Inspiration

As students learning to code, we realized that writing clean and efficient code isn't just about the syntax. Clean and efficient code comes from patterns and intuition, often times beginners struggle with recognizing these patterns so we wanted to create a fun and interactive way to train this skill.

Additionally, we were inspired by the concept of "productive failure", which was briefly mentioned at the entrance ceremony, where research suggests the optimal learning rate is ~15%. That's why garbagecode.study isn't about getting everything right, its about recognizing mistakes and improving.

Beyond just coding skills, garbagecode.study also draws a parallel between programming and sustainability to the environment. Bad code wastes computing resources just like how bad waste management harms the planet.

What it does

garbagecode.study is a web app that transforms the way students code. Instead of passive tutorials, our game-based learning approach rewires your brain to intuitively detect clean and efficient programming patterns.

Using code snippets from relevant and clean code from stack overflow and Claude 3.7, we ensure the user is exposed to a wide variety of clean/relevant code. We made sure all the prompts that were approved had an intermediately challenging difficulty and we made sure there was a variety of pseudo languages, including Java, Python, C++, C#, C, JavaScript and even esoteric programming languages such as brainfuck or fish.

How we built it

garbagecode.study was built with a laser focus on simplicity, intuitive UI, speed and scalability.

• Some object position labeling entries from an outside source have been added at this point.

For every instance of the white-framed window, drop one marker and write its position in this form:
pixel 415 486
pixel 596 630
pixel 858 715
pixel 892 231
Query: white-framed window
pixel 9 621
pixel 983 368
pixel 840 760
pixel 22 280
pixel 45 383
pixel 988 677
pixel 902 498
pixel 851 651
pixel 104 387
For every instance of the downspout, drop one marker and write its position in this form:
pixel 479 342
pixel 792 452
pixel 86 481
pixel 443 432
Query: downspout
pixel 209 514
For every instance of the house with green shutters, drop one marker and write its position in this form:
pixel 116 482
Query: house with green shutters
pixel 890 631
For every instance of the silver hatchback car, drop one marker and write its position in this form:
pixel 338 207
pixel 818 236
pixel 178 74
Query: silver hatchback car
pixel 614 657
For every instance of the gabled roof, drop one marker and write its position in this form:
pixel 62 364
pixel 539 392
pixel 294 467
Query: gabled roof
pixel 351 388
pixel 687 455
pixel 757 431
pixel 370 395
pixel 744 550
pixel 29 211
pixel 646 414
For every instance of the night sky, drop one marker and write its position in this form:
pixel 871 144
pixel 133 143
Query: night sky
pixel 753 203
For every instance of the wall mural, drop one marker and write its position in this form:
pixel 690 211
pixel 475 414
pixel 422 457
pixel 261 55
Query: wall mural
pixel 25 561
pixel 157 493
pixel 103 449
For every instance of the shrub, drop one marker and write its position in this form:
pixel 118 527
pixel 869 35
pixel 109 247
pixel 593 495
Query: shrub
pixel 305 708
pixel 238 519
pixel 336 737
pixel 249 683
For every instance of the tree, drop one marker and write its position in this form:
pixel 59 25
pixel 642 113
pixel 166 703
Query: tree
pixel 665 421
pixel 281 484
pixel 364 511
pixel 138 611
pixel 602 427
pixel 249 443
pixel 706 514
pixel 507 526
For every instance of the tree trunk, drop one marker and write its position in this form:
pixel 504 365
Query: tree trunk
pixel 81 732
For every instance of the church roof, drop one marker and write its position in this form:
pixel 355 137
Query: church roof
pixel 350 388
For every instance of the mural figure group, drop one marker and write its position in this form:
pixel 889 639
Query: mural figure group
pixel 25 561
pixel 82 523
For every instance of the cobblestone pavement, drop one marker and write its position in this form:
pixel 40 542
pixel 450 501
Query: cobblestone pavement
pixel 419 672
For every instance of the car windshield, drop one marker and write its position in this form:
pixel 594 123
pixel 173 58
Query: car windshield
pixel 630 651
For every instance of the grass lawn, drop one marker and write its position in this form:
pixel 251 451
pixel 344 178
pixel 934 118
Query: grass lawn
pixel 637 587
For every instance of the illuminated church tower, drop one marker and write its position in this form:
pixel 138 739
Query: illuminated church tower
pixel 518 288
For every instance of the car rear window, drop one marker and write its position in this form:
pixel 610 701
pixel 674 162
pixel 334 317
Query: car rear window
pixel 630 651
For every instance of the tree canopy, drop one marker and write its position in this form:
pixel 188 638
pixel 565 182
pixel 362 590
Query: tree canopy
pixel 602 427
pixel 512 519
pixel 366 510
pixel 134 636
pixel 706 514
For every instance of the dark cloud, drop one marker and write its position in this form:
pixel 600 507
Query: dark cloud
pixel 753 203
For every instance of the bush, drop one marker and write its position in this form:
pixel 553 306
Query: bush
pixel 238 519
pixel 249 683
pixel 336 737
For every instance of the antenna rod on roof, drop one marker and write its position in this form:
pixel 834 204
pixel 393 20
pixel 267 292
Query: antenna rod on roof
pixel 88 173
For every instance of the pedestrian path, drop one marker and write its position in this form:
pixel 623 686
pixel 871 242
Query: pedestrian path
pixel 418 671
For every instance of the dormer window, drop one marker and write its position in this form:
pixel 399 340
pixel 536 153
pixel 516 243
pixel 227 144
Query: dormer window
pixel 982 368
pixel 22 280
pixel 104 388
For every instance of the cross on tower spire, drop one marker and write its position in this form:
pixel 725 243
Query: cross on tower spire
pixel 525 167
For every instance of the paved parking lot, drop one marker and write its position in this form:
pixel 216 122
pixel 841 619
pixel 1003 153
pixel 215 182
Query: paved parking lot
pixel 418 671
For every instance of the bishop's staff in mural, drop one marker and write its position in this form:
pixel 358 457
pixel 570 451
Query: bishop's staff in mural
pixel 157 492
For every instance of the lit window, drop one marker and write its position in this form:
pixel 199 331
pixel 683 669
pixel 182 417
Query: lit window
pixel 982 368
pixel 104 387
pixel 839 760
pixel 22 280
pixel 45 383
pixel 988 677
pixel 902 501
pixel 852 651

Our major focus on simplicity was for people to just go on the website with no login and get straight to quizes, with a very simple data saving features done through the browser. We designed this lightweight web app to run entirely in the browser, meaning zero dependencies, zero backend complexity, instant access and with our logic being pure JavaScript.

Challenges we ran into

Building garbagecode.study in 36 hours, we faced a lot of challenges, especially because we're not the greatest developers.

Some of the most difficult challenges were making sure the javascript logic would always give at least one correct code snippet, making sure that the game logic would give you some feedback when you got something wrong, and trying to add a trained ai model to generate dynamic new code snippets which we eventually gave up on.

Also on Saturday we kind of got lost outside trying to buy food and we wasted like 3 hours charging our phones so we can use google maps to get back, that was a pretty big challenge we faced.

Accomplishments that we're proud of

This was our first time hosting something on vercel and buying a domain from godaddy which is pretty cool.

I was also very happy when I got the JavaScript code snippet logic to work, I think that took me the most time out of anything.

What we learned

How to use JavaScript, HTML, CSS and hosting.

We also don't develop websites a lot so the JavaScript game logic we wrote was definitely a learning experience.

This was my first time hosting a site as well and it's a lot easier than I thought it would be.

What's next for Garbage Code

-Training a garbagecode.study AI model to generate code snippets with the stupid format I used. -Adding login and backend servers to graph data on how well someone is learning and doing problems -Integrating an AI model to generate new questions every time -Actually having someone who knows how to do front end on the team.